In a public letter to Goldman CEO Lloyd Blankfein, National Assembly (AN) President Julio Borges threatened the top-tier financial firm with non-payment.
"Given the irregular nature of this transaction and the absurd financial terms involved that are to the detriment of Venezuela and its people, the National Assembly will soon launch an investigation into the matter. I also intend to recommend to any future democratic government of Venezuela not to recognize or pay on these bonds," he wrote.
However, in an emailed statement Monday, Goldman Sachs rebuffed the criticism, insisting that the political and economic situation in Venezuela will “improve over time”.
"We recognize that the situation is complex and evolving and that Venezuela is in crisis.
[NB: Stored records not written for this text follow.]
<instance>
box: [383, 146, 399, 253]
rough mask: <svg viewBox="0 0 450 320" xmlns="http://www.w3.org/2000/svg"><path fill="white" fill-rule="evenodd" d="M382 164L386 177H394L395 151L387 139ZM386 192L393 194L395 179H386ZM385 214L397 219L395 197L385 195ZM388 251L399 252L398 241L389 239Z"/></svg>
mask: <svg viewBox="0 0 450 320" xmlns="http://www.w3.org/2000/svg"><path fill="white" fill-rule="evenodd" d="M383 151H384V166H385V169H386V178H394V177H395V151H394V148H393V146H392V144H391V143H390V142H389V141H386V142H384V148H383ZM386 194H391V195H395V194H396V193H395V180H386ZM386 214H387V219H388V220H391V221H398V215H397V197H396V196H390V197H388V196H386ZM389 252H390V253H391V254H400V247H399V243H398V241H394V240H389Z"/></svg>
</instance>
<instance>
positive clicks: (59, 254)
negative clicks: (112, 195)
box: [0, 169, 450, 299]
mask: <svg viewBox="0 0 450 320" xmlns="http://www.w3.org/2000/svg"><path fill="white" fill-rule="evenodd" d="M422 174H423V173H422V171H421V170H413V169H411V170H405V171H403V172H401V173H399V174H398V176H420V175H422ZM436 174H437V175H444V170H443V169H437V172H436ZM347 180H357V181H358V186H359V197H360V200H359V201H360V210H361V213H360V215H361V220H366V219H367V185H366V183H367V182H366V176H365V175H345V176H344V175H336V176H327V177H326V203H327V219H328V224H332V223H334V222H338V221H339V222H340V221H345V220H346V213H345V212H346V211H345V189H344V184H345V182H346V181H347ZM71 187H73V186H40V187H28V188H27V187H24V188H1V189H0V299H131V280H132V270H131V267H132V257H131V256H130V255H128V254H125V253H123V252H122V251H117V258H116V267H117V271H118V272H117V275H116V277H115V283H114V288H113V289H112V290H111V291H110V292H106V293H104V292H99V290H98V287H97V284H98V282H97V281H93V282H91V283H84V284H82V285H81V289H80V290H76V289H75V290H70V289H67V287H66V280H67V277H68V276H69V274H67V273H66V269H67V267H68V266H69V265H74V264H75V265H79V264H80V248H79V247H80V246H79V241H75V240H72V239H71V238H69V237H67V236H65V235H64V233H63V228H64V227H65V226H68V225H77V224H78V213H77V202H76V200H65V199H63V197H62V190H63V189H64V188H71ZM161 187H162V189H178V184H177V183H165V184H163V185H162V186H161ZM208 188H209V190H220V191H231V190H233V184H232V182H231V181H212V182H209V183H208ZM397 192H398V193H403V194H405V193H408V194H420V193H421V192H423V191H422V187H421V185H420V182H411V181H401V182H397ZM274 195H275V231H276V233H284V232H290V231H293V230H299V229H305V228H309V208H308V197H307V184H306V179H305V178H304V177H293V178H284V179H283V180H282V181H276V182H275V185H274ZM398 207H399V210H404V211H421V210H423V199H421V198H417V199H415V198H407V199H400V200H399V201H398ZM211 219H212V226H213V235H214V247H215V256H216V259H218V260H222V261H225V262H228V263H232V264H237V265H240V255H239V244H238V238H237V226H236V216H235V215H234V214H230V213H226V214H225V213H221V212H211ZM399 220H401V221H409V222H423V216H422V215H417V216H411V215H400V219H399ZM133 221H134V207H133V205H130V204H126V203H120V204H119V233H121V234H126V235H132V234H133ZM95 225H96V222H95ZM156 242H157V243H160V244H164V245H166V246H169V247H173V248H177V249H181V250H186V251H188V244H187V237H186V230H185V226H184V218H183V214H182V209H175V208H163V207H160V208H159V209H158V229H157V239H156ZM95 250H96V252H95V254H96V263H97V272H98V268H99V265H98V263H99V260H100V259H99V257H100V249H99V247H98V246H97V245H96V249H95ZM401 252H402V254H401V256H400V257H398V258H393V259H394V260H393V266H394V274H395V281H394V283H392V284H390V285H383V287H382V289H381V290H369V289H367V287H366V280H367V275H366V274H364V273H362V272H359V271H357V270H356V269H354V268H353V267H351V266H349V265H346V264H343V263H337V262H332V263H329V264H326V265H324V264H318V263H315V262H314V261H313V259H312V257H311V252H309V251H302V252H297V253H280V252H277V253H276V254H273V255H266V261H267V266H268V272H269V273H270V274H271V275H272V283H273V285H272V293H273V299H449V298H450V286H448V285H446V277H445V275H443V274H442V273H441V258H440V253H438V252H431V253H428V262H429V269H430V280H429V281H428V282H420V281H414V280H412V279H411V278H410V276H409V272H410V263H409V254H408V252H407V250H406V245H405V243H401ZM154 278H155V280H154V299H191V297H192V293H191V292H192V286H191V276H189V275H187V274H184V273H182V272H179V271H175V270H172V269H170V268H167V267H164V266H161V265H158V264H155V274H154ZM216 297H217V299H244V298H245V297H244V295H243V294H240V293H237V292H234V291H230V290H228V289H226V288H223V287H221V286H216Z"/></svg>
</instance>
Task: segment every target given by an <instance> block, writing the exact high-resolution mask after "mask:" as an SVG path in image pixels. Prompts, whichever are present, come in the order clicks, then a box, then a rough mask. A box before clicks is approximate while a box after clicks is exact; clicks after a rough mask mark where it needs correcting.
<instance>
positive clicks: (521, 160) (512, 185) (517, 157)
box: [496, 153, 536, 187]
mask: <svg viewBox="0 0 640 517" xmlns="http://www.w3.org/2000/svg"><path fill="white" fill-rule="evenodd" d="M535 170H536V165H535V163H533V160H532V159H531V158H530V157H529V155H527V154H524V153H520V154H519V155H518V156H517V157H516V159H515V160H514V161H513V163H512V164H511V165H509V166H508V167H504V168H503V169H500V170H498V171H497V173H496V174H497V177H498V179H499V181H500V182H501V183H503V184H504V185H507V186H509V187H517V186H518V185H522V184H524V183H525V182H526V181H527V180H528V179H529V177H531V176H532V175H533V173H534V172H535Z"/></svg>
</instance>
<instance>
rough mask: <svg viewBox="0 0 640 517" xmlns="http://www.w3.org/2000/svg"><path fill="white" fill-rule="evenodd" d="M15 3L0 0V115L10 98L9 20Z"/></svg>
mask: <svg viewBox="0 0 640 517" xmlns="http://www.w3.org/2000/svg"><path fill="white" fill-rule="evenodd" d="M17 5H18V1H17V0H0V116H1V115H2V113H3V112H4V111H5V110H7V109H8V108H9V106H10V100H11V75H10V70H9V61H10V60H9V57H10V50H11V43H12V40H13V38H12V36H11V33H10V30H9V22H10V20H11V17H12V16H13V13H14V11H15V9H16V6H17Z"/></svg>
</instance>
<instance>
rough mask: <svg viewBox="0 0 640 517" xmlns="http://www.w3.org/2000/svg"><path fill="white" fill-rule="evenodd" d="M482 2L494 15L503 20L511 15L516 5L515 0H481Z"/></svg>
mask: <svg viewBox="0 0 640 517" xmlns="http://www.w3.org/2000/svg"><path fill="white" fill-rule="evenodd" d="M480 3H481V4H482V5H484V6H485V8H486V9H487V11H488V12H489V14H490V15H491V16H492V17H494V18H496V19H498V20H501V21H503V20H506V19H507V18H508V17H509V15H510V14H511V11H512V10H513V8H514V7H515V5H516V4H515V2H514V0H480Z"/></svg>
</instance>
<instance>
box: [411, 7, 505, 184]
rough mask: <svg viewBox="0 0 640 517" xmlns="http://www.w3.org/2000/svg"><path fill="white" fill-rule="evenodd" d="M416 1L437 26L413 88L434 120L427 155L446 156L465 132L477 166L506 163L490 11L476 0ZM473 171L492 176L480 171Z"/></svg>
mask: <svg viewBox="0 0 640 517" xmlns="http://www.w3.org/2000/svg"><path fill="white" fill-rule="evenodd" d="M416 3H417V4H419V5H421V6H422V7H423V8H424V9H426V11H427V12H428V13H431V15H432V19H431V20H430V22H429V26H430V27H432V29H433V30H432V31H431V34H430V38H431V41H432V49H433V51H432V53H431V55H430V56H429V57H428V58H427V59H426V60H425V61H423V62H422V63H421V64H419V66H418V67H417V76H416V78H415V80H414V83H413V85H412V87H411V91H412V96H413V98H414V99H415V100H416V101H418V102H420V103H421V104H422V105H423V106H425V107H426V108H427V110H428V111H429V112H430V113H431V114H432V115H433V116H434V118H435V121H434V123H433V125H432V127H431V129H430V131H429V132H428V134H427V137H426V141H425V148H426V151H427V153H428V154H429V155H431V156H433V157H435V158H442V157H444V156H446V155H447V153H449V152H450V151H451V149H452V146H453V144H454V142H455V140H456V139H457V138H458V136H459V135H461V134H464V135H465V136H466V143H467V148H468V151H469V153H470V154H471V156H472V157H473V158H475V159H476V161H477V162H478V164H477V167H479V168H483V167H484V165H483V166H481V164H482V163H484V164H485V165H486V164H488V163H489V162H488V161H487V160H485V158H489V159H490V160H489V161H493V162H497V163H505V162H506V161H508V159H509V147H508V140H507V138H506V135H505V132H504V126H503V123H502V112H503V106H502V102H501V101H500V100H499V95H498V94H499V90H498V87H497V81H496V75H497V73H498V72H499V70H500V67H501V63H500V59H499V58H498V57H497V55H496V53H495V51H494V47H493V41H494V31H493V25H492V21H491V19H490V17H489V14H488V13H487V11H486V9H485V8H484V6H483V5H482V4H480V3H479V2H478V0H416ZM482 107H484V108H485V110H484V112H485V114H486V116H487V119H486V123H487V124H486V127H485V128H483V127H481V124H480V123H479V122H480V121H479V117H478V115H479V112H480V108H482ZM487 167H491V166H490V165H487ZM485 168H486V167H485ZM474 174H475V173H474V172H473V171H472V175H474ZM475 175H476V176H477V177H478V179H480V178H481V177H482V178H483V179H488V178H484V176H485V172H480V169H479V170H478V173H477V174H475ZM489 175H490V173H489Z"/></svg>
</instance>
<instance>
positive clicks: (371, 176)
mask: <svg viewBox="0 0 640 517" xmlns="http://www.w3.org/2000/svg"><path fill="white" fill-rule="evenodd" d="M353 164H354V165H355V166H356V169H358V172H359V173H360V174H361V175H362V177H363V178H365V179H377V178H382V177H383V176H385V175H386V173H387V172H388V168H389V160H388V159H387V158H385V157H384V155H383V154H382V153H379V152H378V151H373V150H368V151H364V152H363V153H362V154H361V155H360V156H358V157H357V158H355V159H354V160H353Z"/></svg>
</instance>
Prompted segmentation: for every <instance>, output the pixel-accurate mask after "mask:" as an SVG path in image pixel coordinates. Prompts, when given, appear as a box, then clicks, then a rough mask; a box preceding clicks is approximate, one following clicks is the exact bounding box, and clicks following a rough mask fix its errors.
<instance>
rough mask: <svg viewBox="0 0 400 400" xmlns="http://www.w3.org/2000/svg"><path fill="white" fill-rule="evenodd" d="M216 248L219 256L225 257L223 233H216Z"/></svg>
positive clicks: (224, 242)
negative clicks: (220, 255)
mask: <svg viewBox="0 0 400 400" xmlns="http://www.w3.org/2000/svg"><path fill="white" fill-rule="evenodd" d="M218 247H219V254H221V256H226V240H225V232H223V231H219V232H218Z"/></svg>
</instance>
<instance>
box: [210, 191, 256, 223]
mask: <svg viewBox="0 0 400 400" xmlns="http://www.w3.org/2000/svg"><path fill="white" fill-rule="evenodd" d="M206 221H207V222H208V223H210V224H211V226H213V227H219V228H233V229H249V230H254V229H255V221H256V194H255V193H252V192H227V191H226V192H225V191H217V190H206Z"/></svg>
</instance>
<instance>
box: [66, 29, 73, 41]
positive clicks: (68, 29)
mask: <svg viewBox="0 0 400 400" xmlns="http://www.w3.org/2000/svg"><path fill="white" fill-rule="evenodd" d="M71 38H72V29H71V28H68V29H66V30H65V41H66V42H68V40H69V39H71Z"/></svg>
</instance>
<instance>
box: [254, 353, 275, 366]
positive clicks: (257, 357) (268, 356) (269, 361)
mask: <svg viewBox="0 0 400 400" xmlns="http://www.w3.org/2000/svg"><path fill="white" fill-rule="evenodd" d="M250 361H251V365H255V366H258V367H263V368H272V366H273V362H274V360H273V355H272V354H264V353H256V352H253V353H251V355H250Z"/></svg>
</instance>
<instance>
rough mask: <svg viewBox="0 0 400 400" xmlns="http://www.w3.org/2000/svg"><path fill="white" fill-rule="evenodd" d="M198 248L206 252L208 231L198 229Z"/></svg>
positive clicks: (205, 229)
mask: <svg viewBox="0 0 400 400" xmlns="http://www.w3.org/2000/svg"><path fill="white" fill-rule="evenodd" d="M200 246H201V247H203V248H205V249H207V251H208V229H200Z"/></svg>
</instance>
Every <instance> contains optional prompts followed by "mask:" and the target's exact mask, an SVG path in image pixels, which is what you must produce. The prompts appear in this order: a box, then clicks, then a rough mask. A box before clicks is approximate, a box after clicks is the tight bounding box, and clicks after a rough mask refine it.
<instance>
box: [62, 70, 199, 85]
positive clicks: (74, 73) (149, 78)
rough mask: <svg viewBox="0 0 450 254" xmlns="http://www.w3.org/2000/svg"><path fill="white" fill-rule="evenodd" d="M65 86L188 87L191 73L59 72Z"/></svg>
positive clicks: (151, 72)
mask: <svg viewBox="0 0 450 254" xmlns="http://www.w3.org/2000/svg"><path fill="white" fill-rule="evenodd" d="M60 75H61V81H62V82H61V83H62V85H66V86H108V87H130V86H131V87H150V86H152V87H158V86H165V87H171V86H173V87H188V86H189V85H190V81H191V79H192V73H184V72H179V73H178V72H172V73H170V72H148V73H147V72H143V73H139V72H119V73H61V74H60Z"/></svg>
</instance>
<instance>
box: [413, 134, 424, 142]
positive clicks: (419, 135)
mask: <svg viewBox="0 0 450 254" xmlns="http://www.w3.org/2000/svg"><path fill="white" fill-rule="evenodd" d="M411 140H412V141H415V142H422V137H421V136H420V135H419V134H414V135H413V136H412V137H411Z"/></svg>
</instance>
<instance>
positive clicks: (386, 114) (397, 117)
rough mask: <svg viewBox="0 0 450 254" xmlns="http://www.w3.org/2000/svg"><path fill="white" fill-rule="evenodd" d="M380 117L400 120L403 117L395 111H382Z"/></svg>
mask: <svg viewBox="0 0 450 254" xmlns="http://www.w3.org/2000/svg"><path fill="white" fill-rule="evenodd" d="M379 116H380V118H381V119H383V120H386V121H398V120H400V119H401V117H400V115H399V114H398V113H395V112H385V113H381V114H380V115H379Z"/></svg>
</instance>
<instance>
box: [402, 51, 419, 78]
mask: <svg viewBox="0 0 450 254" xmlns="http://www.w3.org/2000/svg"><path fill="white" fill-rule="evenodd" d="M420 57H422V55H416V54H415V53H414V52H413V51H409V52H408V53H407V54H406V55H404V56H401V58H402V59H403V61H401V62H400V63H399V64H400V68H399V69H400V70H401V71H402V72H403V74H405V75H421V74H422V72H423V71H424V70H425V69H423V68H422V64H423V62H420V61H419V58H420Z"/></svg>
We agree that life there has to get better, and we made the investment in part because we believe it will,” the Wall Street bank affirmed.
The AN head’s threats against Goldman Sachs are the latest in an opposition campaign to deter international financial institutions from lending to the cash-strapped Maduro administration amid a severe economic crisis triggered by the collapse of global oil prices.
Last month, it was revealed that Borges had written over a dozen letters to major banks warning them not to do business with the government, which he calls a “dictatorship”, notwithstanding Maduro’s democratic mandate.
The AN under Borges has likewise refused to authorize efforts by the government to refinance its sizable foreign debt in order to guarantee vital imports.
The parliament’s intransigence prompted a highly controversial Supreme Court decision in late March that temporarily authorized the judiciary to assume certain legislative functions, including approving a joint venture agreement with Russian state oil giant Rosneft in exchange for bilateral loans.
Though immediately reversed, the ruling sparked anti-government protests, which opposition leaders have vowed to continue until all their demands are met, including bringing forward presidential elections slated for next year.
The deal with Goldman provides a desperately needed boost to Venezuela’s shrinking international reserves, which had fallen to US $10 billion amid stagnant global crude prices.
The agreement comes on the heels of a successful bond swap last October that saw PDVSA exchange $2.8 billion in bonds maturing in 2017 for $3.4 billion due in 2020 in a bid to avoid default.